Similar arguments apply to the analysis of whether combination and subcombination (see MPEP § 806.05 (combination and subcombination) and § 806.05(j) (related products or related processes)) are distinct:
The inventions are distinct if it can be shown that a combination as claimed:
(A) does not require the particulars of the subcombination as claimed for patentability (to show novelty and non-obviousness), and
(B) the subcombination can be shown to have utility either by itself or in another materially different combination.[30]
(5) notably, the USPTO allows more generous grouping of species in Markush claim: i.e. "(a) the members of the Markush group share a "single structural similarity," and (b) the members share a common use,"[28] than it does for different types of claims (i.e. process, apparatus and product) in the same patent.
A restriction requirement can be appealed to a USPTO Division Director, but not to a judge.[31][32] In practise, the Director never reverses the restriction requirement. It is also advised that inventors/applicants do not split their applications themselves, but rather always wait for an examiner to issue a "restriction".[33] Such restriction, issued by an examiner, provides a safe harbor provision of 5 U.S.C. §121 against future accusations of double patenting.[34] Otherwise, the applicant can be accused of double patenting later, and have her patents revoked.[35] The problem of using two different standards for obviousness-type double patenting (i.e."independent and distinct" at the USPTO and "patentably distinct" in the courts) was mostly rectified by the Safe Harbor provision of the Patent Act of 1952.
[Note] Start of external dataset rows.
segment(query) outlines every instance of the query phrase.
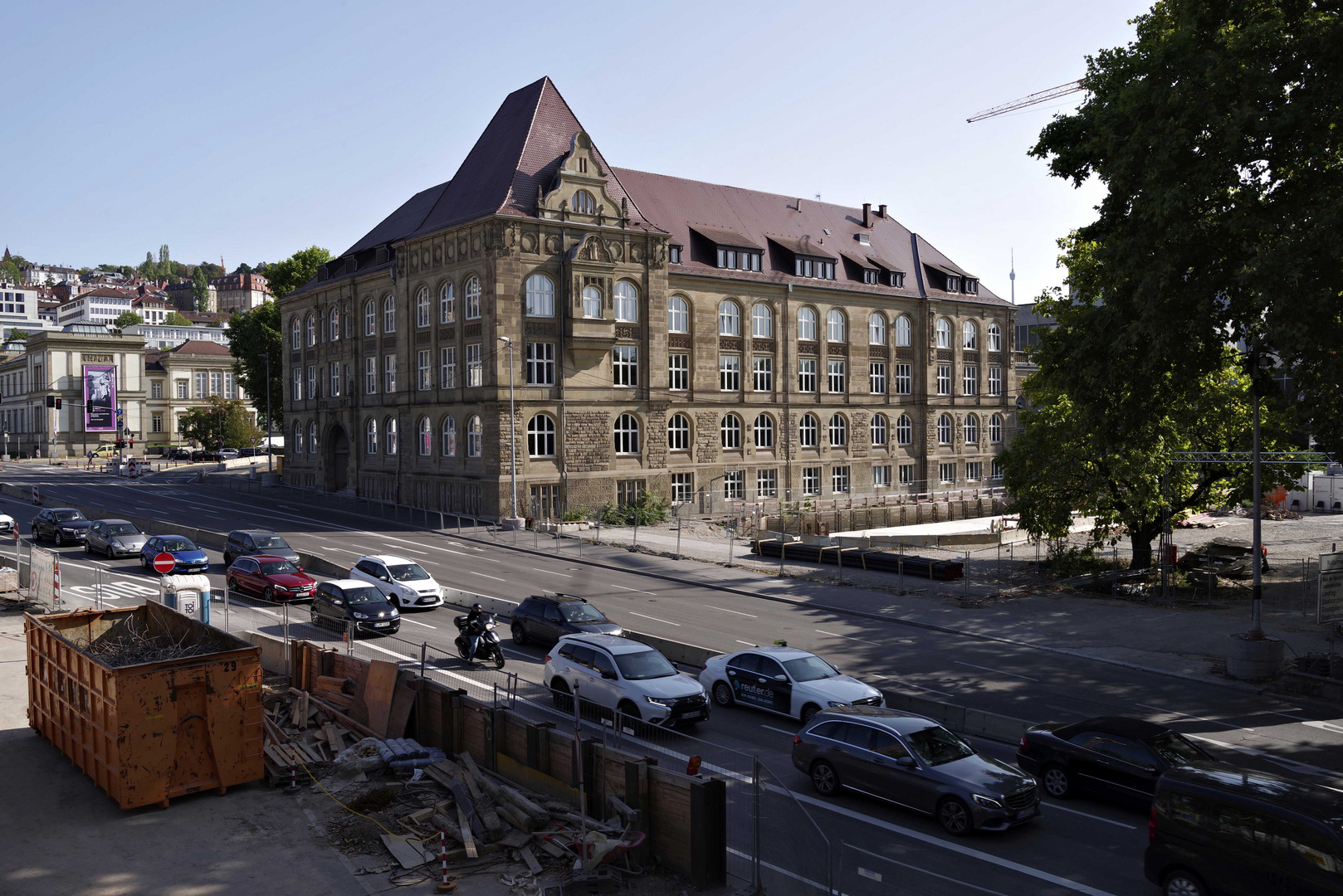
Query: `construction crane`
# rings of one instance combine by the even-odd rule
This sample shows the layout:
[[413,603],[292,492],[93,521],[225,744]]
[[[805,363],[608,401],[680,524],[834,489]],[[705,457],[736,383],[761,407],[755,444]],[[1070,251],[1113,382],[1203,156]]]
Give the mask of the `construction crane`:
[[1069,81],[1066,85],[1058,85],[1057,87],[1050,87],[1049,90],[1041,90],[1039,93],[1033,93],[1029,97],[1005,102],[1003,105],[994,106],[992,109],[984,109],[983,111],[966,118],[966,122],[975,124],[976,121],[983,121],[984,118],[992,118],[994,116],[1017,111],[1018,109],[1025,109],[1026,106],[1038,106],[1042,102],[1058,99],[1060,97],[1066,97],[1068,94],[1080,93],[1082,90],[1085,90],[1085,87],[1082,87],[1081,81]]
The analysis used to determine whether the Office may require restriction differs in national stage applications submitted under 35 U.S.C. 371 (unity of invention analysis) as compared to national applications filed under 35 U.S.C. 111(a) (independent and distinct analysis). This difference was confirmed in 1986 by a US Federal Court, which found that when the USPTO acts as an International Searching Authority (ISA), the USPTO is required to use the PCT rules rather than US domestic rules.[36]
If the USPTO issues a divisional restriction while serving as an International Searching Authority (ISA) under the Patent Cooperation Treaty, this restriction would not shield the applicant's US patents from double-patenting accusation later in the national stage of the PCT. Only restrictions issued by the USPTO in a national stage provide immunity from double-patenting.[37]
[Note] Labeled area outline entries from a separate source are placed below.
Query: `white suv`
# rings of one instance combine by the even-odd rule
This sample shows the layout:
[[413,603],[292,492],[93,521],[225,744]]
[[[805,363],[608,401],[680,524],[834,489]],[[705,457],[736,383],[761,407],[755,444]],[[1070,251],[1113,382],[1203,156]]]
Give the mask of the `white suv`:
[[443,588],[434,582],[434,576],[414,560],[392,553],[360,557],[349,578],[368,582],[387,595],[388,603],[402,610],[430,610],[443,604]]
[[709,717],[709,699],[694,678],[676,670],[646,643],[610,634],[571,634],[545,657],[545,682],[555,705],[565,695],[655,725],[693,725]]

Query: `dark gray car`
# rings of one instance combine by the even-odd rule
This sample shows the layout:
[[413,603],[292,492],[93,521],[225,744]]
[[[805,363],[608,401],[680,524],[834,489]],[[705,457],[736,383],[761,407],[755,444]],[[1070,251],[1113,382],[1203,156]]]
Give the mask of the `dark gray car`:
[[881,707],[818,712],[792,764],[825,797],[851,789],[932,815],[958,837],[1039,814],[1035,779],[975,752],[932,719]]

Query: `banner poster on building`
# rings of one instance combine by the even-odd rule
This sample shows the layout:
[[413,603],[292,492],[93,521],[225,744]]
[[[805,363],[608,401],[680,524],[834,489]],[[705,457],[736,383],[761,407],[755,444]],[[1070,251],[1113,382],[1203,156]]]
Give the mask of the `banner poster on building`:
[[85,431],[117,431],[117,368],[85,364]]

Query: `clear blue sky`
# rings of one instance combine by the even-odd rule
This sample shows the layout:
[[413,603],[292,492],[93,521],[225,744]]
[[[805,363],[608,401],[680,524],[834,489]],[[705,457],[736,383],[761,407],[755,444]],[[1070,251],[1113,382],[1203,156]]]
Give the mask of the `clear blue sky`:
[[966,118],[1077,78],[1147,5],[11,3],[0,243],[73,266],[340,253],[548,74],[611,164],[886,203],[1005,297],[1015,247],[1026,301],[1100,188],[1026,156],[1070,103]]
Noteworthy, the current (2023) USPTO guidelines require patent examiners to apply the PCT-style unity of invention requirement to the PCT applications that enter the National stage in the US, rather than the "independent or distinct" requirement.[38] Thus, the PCT route is recommended for applicants who are concerned with the cost of numerous divisionals and with potential double patenting accusations in the future.[39]